Con respecto al trimestre anterior, el crecimiento fue de solo el 0,2%, frente al 1,3% logrado entre abril y julio, según los datos hechos públicos este lunes por la Oficina Nacional de Estadísticas.
China, donde se detectaron los primeros casos de covid, fue la primera gran economía en comenzar la recuperación económica tras los estragos dejados por la pandemia, pero la mejoría comienza a dar señales de estancarse, lastrada por la preocupación en el sector de la vivienda, un consumo que no termina de despegar, los altos precios de las materias primas y debilidad en la producción manufacturera.

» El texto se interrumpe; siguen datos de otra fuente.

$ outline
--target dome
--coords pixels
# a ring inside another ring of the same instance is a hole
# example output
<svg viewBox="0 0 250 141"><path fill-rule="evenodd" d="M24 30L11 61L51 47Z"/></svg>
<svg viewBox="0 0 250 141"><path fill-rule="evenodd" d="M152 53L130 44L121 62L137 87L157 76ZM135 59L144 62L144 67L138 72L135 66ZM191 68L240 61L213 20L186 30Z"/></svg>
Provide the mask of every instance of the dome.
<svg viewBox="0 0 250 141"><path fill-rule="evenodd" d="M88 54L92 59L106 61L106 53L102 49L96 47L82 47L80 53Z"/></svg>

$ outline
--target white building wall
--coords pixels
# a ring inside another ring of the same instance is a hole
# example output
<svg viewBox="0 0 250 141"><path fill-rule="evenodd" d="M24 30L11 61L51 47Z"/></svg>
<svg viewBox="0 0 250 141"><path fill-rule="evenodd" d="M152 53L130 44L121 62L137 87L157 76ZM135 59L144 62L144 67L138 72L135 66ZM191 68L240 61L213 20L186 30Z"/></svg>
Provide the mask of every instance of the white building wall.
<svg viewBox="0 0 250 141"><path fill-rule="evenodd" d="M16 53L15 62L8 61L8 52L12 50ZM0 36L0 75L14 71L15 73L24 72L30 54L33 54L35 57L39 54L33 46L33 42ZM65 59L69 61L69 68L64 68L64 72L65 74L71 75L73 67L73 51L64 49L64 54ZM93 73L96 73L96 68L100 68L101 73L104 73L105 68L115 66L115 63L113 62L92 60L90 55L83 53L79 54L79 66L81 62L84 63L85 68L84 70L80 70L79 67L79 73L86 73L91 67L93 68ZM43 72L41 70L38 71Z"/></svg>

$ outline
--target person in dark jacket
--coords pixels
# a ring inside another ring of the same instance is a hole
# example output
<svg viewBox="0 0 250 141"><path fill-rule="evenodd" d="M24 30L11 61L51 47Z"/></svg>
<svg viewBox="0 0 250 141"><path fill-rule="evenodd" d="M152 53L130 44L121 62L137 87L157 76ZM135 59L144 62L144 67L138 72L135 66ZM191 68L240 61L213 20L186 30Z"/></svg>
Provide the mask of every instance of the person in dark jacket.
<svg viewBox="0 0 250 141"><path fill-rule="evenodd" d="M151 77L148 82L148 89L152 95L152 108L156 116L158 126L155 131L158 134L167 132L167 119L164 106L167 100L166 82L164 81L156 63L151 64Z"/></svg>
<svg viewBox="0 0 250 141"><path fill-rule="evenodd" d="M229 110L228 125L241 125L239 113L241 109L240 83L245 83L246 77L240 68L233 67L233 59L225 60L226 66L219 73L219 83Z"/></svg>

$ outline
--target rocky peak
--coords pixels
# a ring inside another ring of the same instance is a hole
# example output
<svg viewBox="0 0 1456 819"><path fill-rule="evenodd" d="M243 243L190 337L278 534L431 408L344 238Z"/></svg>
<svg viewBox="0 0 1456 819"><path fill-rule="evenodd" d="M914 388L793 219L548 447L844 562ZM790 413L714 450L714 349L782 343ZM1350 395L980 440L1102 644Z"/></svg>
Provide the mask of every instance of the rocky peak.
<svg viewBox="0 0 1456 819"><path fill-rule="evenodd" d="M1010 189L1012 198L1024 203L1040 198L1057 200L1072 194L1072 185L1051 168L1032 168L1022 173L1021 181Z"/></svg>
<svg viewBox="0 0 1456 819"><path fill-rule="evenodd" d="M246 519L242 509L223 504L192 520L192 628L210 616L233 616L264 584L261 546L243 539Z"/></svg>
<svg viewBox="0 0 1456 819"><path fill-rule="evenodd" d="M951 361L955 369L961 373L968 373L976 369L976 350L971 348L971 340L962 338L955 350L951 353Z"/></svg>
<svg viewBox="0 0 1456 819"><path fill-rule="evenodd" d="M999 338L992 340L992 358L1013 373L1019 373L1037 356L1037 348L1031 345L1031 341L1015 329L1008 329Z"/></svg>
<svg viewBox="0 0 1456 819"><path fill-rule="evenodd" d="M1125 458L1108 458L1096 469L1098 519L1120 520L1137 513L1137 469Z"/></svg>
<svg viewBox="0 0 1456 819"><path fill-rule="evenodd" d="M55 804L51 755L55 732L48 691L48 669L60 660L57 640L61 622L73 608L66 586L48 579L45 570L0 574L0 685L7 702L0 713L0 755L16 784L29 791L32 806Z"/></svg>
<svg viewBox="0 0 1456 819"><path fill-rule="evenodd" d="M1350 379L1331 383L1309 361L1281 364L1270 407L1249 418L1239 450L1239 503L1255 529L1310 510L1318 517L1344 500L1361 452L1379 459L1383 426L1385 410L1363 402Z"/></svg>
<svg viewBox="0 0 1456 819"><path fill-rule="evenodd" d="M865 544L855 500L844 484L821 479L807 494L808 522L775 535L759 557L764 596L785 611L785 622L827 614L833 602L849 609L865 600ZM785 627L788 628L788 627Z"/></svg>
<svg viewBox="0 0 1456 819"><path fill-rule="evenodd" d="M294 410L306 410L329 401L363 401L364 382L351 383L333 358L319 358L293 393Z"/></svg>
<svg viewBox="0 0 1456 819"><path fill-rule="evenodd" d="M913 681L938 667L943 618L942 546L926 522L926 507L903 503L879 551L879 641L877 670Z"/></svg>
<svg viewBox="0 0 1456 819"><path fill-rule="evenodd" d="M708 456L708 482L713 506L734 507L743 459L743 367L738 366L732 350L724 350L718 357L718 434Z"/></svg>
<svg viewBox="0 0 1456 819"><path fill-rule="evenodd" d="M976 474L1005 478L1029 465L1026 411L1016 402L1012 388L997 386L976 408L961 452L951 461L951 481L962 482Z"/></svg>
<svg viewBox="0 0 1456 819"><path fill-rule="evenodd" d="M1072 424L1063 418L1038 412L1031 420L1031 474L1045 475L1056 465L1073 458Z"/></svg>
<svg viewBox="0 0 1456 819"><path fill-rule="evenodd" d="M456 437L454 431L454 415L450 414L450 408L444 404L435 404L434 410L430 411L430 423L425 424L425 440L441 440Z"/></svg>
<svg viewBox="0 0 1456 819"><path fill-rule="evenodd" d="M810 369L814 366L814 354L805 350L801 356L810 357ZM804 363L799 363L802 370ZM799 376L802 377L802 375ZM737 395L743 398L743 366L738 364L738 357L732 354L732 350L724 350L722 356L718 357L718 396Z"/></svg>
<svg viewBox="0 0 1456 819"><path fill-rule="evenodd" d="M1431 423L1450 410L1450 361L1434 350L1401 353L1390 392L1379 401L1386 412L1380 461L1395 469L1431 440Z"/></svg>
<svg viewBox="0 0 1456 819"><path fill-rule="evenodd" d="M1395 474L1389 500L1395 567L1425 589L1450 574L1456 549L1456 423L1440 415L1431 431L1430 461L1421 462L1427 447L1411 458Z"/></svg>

Es incierto el futuro de la promotora Evergrande, la segunda del país y la más endeudada del mundo, con unas cargas de más de 300.000 millones de dólares, entre dudas acerca de cómo vaya a afectar su situación al sector inmobiliario y al financiero.
La producción industrial creció un 3,1% en septiembre con respecto al mismo mes del año anterior, por debajo de las expectativas y del 5,3% alcanzado en agosto; las ventas al por menor crecieron un 4,4% en septiembre, frente al 2,5% del mes anterior, cuando el consumo se vio penalizado por el mayor número de brotes de covid en distintas provincias desde el comienzo de la pandemia.
“La economía nacional en general mantuvo el impulso hacia la recuperación en los primeros tres trimestres”, ha apuntado en una rueda de prensa en Pekín el portavoz de la Oficina Nacional de Estadísticas, Fu Linghui.
“No obstante, debemos mencionar que aumentan las incertidumbres actuales en el panorama internacional y la recuperación interna sigue siendo inestable y desigual”, agregaba.
El primer ministro chino, Li Keqiang, había querido lanzar el jueves pasado un mensaje de confianza en la economía nacional, al asegurar en un discurso que el Gobierno cumplirá sus metas de desarrollo para este año. Pekín se ha fijado como objetivo para este año un crecimiento “por encima del” 6%. Según Li, Pekín cuenta con una gama de herramientas “adecuada” para hacer frente a los desafíos pese al crecimiento más lento.